Penggalan dari sejarah Indonesia di atas membuktikan bahwa kemerdekaan Indonesia yang terjadi pada 17 Agustus 1945 tak terlepas dari peran pemuda ketika itu. Sekelompok anak muda ketika itu khawatir jikalau kemerdekaan Indonesia tidak segera dilaksanakan menimbulkan dampak buruk bagi Indonesia yang menghambat kemerdekaan Indonesia.

Apa yang dilakukan para pemuda di atas tentunya didorong atas kesadaran mereka untuk ikut andil mengambil bagian dari langkah perjuangan bangsa Indonesia agar mampu meraih kemerdekaannya sendiri tanpa menunggu iming-iming dari pihak luar.

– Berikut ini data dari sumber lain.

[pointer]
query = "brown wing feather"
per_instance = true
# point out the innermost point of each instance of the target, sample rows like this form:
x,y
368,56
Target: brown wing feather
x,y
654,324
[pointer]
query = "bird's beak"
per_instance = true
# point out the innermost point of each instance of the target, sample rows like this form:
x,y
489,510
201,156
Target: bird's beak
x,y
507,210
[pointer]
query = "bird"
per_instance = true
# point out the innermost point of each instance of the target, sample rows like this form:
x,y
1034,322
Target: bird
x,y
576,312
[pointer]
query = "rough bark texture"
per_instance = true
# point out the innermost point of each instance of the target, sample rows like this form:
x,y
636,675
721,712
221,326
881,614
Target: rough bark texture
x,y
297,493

Kesadaran mereka timbul dari kepekaan sosial mereka atas kondisi bangsa dan tanah air mereka ketika itu. Sehingga dari kepekaan itu lahirlah jiwa semangat juang dan optimisme yang kemudian pada akhirnya tinta sejarah peradaban manusia mencatat perjuangan mereka adalah bagian dari riwayat sejarah kemerdekaan Indonesia.

Lantas bagaimana dengan generasi muda hari ini ?, tentunya kita perlu jawab dengan jawaban positif. Syababul yaum, rijalul ghod (pemuda hari ini adalah pemimpin hari esok) demikian pepatah Arab berbunyi, bahwa apa yang diperbuat pemuda hari ini adalah investasi masa depan sebuah ummat.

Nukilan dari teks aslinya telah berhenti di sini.